PhaseGovernance focusCapital focusData/infra focus
LaunchSet up basic structuresFund core dev & auditsStand up explorers + initial RPC
GrowthFormalize processes & reportingScale grants, track outcomesHarden RPC, add monitoring, consider wholesale RPC
MaturityManage risk, refine governanceAdopt a clear treasury policyDiversify providers, treat infra as systemic
RenewalCoordinate major upgrades & pivotsRe-align spend with new prioritiesExtend data rails (Open API, new workloads)

Takeaways for people working in or with foundations

If you work in or with a foundation, a simple lifecycle lens keeps you grounded. At launch, ask whether you have a clear mission, a legal footing, and enough basic infrastructure (explorer, docs, public RPC) for builders to ship.

In early growth, check whether your grants actually match the projects you want, and whether infra incidents are creeping up as usage increases. At maturity, the focus is on guardrails: a written treasury policy with clear caps and buffers, and on treating data infrastructure as systemic, with fallbacks and neutral providers.

In renewal phases—big upgrades or new verticals like AI and RWA—the key questions are whether infra and data are designed in from the start, and whether you have partners who can support new APIs and workloads without fragmenting your stack.
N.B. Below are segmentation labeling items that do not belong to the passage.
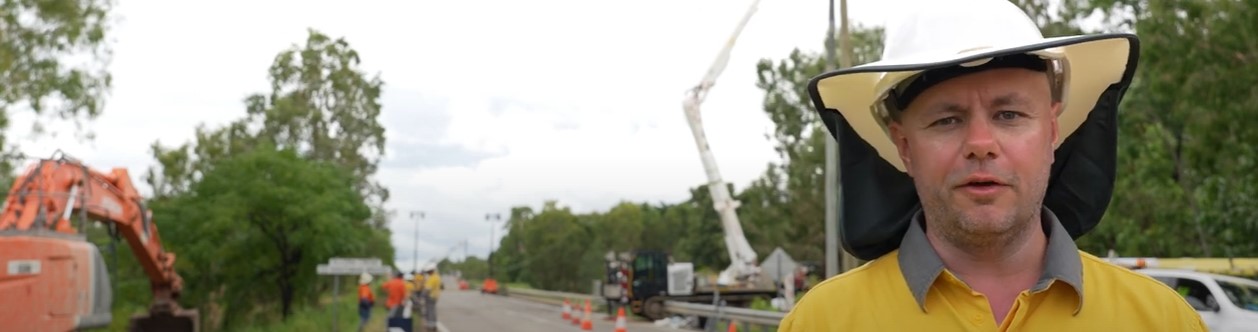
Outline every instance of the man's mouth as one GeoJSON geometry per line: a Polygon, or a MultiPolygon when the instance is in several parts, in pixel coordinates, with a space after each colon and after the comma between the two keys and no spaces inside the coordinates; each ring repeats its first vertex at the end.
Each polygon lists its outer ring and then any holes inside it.
{"type": "Polygon", "coordinates": [[[966,182],[965,184],[965,186],[970,186],[970,187],[990,187],[990,186],[999,186],[999,185],[1000,185],[1000,182],[996,182],[996,181],[974,181],[974,182],[966,182]]]}
{"type": "Polygon", "coordinates": [[[1005,186],[1008,185],[1004,181],[1000,181],[1000,179],[996,179],[995,176],[971,175],[966,177],[965,181],[961,182],[960,186],[957,186],[957,189],[969,191],[970,194],[975,195],[993,195],[1005,186]]]}

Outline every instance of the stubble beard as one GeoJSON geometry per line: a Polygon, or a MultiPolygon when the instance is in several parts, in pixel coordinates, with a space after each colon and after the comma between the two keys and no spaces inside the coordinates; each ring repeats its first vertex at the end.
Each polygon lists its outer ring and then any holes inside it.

Where Pocket Network fits into this picture

Pocket Network isn’t the only approach to data infra, but it’s a valuable reference for what a foundation-aligned model can look like:

  • A non-profit foundation explicitly committed to not profiting from data access, instead charging foundations and gateways at protocol cost.
  • A burn-based, compute-unit pricing model under Shannon that ties rewards and costs to real usage.
  • A foundation-to-foundation program (F-Chains) where sponsoring chains can give their ecosystems no-key public RPC and dedicated endpoints at a predictable wholesale rate.

For foundations asking themselves, “how do we contribute to this ecosystem beyond grants and governance,” underwriting robust, neutral data rails is one of the most precise answers.

From launch through renewal, that contribution is the same: making sure developers, users, and downstream systems can trust that when they ask the chain a question—through whatever API they’re using—the answer actually arrives.